Corsin Konietzke

Personal information
- Date of birth: 21 June 2006 (age 20)
- Place of birth: Schwäbisch Hall, Germany
- Height: 1.85 m (6 ft 1 in)
- Position: Midfielder

Team information
- Current team: FC St. Gallen
- Number: 63

Youth career
- FC Landquart
- FC Ems
- 2021–2023: St. Gallen

Senior career*
- Years: Team / Apps / (Gls)
- 2023–2024: St. Gallen II / 34 / (1)
- 2024–: St. Gallen / 37 / (2)

International career^{‡}
- 2021: Switzerland U16 / 2 / (0)
- 2023: Switzerland U17 / 7 / (0)
- 2023–2024: Switzerland U18 / 8 / (1)
- 2024–2025: Switzerland U19 / 4 / (0)
- 2025–: Switzerland U21 / 3 / (1)

= Corsin Konietzke =

German footballer (born 2006)

Corsin Konietzke (born 21 June 2006) is a professional footballer who plays as a midfielder for Swiss Super League club FC St. Gallen.
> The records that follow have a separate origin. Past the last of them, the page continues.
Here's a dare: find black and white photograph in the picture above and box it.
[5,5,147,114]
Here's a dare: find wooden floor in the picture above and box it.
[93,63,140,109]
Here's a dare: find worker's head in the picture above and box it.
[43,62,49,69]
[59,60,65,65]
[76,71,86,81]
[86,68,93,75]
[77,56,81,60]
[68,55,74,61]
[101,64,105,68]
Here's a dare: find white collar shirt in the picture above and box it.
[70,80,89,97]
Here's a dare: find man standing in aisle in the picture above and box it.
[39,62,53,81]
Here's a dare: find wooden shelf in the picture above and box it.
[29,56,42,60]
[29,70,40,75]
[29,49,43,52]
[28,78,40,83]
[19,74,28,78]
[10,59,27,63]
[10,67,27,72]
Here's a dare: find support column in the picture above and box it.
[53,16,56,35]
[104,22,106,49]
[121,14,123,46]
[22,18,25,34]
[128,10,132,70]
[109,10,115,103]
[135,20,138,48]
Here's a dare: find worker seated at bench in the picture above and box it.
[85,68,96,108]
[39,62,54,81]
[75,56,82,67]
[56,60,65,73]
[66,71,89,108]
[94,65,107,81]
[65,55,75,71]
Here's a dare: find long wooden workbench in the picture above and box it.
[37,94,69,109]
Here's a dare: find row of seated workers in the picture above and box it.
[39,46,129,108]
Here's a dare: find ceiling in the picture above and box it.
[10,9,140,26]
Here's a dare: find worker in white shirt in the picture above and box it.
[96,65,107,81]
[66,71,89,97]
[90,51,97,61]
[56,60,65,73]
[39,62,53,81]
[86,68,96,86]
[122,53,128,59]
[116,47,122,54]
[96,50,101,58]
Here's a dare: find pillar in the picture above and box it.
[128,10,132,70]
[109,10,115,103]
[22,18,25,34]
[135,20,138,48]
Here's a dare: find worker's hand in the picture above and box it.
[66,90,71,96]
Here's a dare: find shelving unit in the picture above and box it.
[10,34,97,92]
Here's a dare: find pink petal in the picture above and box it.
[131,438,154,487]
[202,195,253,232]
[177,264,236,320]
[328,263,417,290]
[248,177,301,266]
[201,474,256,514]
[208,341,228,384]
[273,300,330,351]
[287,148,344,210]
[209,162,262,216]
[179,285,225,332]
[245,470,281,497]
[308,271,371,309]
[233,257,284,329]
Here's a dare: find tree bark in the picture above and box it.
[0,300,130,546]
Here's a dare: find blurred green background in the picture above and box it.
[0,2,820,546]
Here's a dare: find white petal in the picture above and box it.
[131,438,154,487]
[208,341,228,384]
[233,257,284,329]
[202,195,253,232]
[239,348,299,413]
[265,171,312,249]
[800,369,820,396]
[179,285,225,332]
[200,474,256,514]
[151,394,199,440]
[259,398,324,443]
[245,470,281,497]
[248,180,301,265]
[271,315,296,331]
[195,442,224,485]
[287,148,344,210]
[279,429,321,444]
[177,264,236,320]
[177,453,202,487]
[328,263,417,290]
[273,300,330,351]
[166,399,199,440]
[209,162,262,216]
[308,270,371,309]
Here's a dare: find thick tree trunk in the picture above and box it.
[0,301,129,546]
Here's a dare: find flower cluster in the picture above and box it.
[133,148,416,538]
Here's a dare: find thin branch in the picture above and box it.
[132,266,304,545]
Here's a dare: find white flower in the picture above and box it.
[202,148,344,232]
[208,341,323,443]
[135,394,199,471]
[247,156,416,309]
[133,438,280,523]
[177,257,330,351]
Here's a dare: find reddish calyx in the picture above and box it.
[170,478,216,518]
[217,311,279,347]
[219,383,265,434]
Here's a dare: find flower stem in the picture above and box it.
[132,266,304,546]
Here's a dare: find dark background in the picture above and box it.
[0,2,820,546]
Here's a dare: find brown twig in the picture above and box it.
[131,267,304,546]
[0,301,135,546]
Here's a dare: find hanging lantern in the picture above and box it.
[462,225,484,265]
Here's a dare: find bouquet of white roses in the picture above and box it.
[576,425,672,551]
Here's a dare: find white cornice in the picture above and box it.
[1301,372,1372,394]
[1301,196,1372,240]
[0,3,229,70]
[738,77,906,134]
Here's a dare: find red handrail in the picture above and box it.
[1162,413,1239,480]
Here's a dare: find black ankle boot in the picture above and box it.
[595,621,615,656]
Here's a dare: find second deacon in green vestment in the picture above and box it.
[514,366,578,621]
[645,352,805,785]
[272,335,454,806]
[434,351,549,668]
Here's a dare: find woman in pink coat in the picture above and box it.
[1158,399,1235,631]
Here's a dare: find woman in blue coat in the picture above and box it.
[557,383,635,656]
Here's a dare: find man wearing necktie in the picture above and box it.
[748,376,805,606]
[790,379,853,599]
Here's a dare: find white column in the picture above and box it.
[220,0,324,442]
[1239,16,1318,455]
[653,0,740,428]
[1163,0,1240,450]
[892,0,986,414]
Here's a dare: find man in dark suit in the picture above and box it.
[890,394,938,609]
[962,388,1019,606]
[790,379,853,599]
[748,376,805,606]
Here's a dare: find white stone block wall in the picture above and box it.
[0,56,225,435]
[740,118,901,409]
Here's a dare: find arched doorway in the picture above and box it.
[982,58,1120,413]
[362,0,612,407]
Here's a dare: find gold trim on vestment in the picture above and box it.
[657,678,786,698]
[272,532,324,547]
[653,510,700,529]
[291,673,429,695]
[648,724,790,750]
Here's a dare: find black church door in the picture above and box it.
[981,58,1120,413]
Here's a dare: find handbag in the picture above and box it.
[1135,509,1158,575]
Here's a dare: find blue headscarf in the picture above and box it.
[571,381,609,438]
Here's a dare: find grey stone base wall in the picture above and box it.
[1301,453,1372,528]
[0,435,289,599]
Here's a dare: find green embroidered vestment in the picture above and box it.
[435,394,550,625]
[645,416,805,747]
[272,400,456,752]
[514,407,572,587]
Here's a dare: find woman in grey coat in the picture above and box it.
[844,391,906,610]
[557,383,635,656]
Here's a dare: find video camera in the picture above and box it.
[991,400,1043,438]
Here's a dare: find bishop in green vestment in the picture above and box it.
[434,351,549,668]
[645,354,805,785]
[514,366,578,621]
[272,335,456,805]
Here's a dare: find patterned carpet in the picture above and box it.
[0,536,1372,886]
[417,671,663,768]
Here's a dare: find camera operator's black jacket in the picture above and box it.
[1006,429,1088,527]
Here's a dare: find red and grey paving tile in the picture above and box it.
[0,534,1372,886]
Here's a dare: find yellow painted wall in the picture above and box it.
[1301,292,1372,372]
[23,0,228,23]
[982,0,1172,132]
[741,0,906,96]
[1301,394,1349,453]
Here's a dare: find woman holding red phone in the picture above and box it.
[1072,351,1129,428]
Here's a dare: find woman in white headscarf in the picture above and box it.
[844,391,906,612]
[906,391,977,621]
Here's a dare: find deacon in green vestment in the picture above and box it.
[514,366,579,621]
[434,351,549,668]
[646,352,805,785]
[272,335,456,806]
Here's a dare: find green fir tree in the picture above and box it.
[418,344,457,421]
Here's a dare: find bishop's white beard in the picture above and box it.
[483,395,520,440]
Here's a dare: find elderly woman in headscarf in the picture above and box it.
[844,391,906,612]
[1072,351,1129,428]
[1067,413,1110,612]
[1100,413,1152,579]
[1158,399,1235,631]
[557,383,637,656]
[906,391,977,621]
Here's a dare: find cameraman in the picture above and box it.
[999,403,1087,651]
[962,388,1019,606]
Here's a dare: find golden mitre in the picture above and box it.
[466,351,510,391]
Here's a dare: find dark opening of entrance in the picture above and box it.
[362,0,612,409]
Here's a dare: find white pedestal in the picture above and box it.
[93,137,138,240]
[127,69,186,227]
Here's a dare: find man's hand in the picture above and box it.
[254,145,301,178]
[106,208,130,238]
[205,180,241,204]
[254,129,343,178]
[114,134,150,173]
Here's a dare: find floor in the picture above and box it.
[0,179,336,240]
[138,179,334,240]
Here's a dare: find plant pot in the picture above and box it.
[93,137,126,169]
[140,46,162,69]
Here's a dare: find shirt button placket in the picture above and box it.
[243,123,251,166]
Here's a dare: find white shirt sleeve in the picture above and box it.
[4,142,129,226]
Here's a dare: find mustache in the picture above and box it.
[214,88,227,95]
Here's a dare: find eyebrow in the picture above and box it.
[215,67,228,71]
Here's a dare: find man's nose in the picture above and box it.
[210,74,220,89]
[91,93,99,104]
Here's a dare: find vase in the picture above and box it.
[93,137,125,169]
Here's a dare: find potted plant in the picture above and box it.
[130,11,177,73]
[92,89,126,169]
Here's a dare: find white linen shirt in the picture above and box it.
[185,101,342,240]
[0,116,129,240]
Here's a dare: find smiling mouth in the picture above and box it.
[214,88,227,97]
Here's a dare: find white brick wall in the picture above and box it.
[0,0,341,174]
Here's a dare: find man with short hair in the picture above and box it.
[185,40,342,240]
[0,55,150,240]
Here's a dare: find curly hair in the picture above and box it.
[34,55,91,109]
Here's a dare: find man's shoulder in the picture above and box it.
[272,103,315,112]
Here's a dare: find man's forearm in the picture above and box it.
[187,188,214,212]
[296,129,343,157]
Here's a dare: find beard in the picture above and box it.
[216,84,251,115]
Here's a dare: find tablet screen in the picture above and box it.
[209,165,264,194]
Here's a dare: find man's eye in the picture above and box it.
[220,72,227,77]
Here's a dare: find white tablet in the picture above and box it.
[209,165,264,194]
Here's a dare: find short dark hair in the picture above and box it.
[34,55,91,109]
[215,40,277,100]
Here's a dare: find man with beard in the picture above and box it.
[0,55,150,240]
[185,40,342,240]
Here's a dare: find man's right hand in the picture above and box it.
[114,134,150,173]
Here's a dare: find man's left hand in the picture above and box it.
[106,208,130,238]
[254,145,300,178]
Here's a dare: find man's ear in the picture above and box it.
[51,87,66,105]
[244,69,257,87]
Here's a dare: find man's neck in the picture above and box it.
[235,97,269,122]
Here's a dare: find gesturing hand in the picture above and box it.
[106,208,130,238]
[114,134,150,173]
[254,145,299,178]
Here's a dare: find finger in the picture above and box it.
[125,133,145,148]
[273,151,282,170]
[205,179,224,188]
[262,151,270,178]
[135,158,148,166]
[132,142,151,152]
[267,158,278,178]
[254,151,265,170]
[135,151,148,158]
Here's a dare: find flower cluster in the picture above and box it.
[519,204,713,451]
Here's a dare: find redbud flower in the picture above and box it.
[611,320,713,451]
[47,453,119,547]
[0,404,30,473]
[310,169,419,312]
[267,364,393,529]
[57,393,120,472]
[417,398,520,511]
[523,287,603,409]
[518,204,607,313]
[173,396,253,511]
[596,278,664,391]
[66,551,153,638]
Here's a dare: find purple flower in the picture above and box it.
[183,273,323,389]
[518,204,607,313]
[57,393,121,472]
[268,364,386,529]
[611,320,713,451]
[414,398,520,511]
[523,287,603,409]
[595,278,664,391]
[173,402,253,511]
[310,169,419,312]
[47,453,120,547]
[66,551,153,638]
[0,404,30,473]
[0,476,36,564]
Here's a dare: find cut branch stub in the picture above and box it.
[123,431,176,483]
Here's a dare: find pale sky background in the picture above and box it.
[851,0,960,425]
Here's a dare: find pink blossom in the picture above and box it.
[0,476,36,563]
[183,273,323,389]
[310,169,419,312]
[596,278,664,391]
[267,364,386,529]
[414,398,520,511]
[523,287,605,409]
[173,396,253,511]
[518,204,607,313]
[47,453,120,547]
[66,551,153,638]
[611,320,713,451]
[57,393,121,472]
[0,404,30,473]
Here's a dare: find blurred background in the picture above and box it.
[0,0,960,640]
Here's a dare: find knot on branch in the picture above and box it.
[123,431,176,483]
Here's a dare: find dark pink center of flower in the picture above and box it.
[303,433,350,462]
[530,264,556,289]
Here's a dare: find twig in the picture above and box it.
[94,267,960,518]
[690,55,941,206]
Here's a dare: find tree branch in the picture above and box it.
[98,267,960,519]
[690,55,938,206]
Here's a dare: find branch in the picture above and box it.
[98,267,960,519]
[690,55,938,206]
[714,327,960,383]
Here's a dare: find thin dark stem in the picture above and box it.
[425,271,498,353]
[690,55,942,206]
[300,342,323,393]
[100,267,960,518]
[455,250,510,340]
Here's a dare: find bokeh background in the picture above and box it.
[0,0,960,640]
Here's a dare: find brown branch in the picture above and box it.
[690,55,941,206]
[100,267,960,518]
Born in Germany, he represents Switzerland internationally.

== Career ==

=== Club ===
Konietzke, who was born in Germany, played for FC Landquart and FC Ems as a youth. He joined FC St. Gallen at the age of 15 and played for the club's under 16 and under 18 teams. He made his first appearance for the St. Gallen second team on February 25, 2023, in a Promotion League game against FC Basel II. In the 2023–24 season, he was a regular starter in the Promotion League and also trained with the first team. He made his Super League debut on January 31, 2024, in a 0–2 loss to Servette FC. For the following 2024–25 season, Konietzke was permanently promoted to the first team. He scored his first goal for his club on November 28, 2024, in the league phase of the UEFA Conference League against TSC Bačka Topola.

=== National team ===
Konietzke was born in Germany to a German father and Swiss mother, and holds dual-citizenship. He is currently a member of the Swiss national youth squad. He represented the Swiss U17 team at the U-17 European Championship 2023, playing two group-stage matches before Switzerland were knocked out by Germany in the quarter-finals.